Extend statements have the form: extend <name>;, where <name> refers to a package. This statement has the effect that the syntax in the package <name> will be used when parsing the remainder of the file. As such, the extend statement is used to load syntax extensions to the Syntax Language itself.

Since the Syntax Language is parsed to extract syntax from a package, some care need to be taken with syntax extensions to the Syntax Language in order to avoid circular dependencies. For this reason it is best to always place syntax extensions to the Syntax Language in a separate package from where it is used.


Storm, and thus the Syntax Language, require rules to be defined. The main reason for this is to implement type-safe syntax transforms, but it is also helpful in avoiding typos. As we shall see, the syntax transformations treat rules similarly to functions. As such, rules are defined using a syntax similar to functions in Basic Storm:

<result> <name>(<parameters);

Where <result> is the name of the type returned by the transform function, <name> is an identifier that names the rule, and <parameters> is a comma-separated list of formal parameters to the transform function. As in Basic Storm, each parameter consists of the type of the parameter followed by the name of the parameter. As such, a rule definition might look as follows:

core.Array<Int> SIntArray(Int first);

Since we will not introduce syntax transforms until later, we will define all rules as accepting no parameters, and returning void for the time being:

void SMyRule();

As we can see, most of the libraries in Storm follow the convention to name rules starting with an uppercase S. This is not enforced by Storm, but since rules become visible in the name tree as types, it helps to make the distinction between the syntax for a concept, and the actual implementation of the concept. As an example, the rule that matches expressions in Basic Storm is named SExpr to distinguish it from the class that implements expressions, called Expr.

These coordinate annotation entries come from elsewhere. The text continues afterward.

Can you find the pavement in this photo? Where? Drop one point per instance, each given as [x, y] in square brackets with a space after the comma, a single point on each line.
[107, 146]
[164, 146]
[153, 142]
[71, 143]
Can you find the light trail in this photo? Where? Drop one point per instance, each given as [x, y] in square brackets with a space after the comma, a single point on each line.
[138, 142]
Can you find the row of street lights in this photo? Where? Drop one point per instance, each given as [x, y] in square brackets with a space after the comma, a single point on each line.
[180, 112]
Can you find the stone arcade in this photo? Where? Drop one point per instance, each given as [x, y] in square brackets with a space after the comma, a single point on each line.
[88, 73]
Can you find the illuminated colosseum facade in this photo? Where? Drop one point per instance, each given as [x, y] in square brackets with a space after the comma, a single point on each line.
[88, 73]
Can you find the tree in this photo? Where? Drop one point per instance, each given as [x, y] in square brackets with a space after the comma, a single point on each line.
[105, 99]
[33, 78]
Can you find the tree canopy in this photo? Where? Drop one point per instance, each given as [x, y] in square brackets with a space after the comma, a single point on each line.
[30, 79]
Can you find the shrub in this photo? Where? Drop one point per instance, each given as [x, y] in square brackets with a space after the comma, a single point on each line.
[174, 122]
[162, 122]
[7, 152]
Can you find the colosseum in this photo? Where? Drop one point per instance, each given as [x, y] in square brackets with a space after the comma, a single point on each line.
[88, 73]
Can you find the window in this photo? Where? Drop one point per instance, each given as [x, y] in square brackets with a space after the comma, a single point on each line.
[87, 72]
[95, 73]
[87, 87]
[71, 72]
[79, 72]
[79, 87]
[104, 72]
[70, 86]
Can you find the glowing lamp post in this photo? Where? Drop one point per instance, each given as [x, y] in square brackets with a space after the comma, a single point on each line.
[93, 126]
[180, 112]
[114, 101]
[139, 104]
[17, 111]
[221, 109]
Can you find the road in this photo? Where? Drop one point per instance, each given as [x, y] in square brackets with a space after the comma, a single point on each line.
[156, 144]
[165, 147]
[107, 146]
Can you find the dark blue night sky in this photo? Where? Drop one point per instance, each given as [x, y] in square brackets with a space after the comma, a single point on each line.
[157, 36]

Productions define the actual language by defining one way in which a rule can be replaced with a sequence of other rules and/or nonterminals. Productions are thus where the language itself is defined. Ignoring syntax transforms, rules are defined as follows:

<rule name>[<priority>] : <tokens> = <name>;

Above, <rule name> is the name (possibly qualified) of a rule that this production extends. The part <priority> optionally specifies the priority of the production to resolve any ambiguities in the syntax. Note that the square brackets are a part of the syntax, and they need to be included if <priority> is specified. <tokens> is a list of zero or more tokens that the rule may be expanded to. Finally, <name> is the optional name of the production. If the name is not included, the equal sign = before it is also omitted. Productions typically only need a name if other code needs to manipulate the parse tree, and it is therefore usually omitted.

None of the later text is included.